This letter was attached to Skouti's declaration.

"23. During this same period (2018-2019), and in our meeting in early 2019, both Buttonwillow and Mr. Britton continued to reference the difficulties I had obtaining farming chemicals following my earlier crop loss lawsuits and that I needed to be careful or I would find myself without a chemical supplier. Consequently, I knew that I was in a very difficult situation, as if I had a conflict with either Buttonwillow or our assigned PCA, it was entirely possible that I would not be able to replace them. This left me in a difficult position, as I was relying on their promise to pursue crop damages against the manufacturers on my behalf, and I did not want to risk losing my ability to obtain farming chemicals. Moreover, both Buttonwillow and Mr. Britton continued to claim my damages on contaminated chemicals having been applied to my vineyards.

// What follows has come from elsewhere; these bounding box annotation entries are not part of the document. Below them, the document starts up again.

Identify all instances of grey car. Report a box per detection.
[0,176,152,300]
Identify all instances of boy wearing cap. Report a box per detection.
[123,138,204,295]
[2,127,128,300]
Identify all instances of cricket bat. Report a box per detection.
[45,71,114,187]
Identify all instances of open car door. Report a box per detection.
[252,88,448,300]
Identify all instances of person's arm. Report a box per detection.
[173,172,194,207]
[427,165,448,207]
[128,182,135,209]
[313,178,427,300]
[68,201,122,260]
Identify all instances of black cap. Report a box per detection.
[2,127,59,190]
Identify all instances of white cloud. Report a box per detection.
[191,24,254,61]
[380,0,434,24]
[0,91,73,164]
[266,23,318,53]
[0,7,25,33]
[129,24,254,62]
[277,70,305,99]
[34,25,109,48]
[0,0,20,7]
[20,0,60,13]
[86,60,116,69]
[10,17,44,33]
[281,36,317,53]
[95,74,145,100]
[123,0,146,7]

"24. By early 2020, my situation had become more dire, and it was becoming apparent that neither Buttonwillow nor Mr. Britton appeared to be honoring their promise to pursue compensation from any chemical manufacturer for my damages. As a result, on January 31, 2020 I wrote to Buttonwillow to state, in part: [¶] 'In response, Buttonwillow repeatedly represented that it would work to present a claim on our behalf to the chemical manufacturers, and to work with us on our invoices. In fact, I met with you on multiple occasions to discuss Buttonwillow's promise to pursue our claim with these companies. Due to your representations to help us recover from our losses and our relationship with Buttonwillow, we did not immediately pursue any claim arising out of our losses from the 2016 crop year. [¶] At this point, Skouti Farms does not have the resources to pay our current account. Instead, we will continue to rely in good faith on Buttonwillow to keep its promise, and to assist us to recover for our losses. In the meantime, we will continue our current practice of providing cash payments for our future purchases.' [¶] . . . [¶]

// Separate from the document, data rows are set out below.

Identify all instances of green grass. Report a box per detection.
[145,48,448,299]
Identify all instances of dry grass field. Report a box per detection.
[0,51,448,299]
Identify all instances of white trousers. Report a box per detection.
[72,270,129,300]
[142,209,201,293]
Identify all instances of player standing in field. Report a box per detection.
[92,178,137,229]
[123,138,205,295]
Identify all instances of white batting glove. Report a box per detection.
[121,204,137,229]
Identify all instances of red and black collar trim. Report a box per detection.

This letter was attached to Skouti's declaration.

"25. I received no response to that correspondence. However, shortly thereafter, Buttonwillow terminated our relationship. This was true even though for the past year I had been paying for all of my purchases from Buttonwillow at the time of purchase. Thus, there was no reason for Buttonwillow to terminate our relationship at that time. Following Buttonwillow's termination of our relationship, Mr. Britton was unable to or declined to arrange for our purchase of farming chemicals through any other source.

"26. From the Fall of 2016 to 2020, I knew that I had a potential claim for the spray damage to my vineyards. However, I did not immediately file suit because I was relying upon Buttonwillow and Mr. Britton who repeatedly told me:

"a) The crop damage was caused by contaminated chemicals provided by one or more chemical manufacturer;

"b) They were pursuing recovery for my claim from the responsible manufacturer;

"c) If I made a claim against Buttonwillow or Mr. Britton, they would stop doing business with me and I would be unable to replace them.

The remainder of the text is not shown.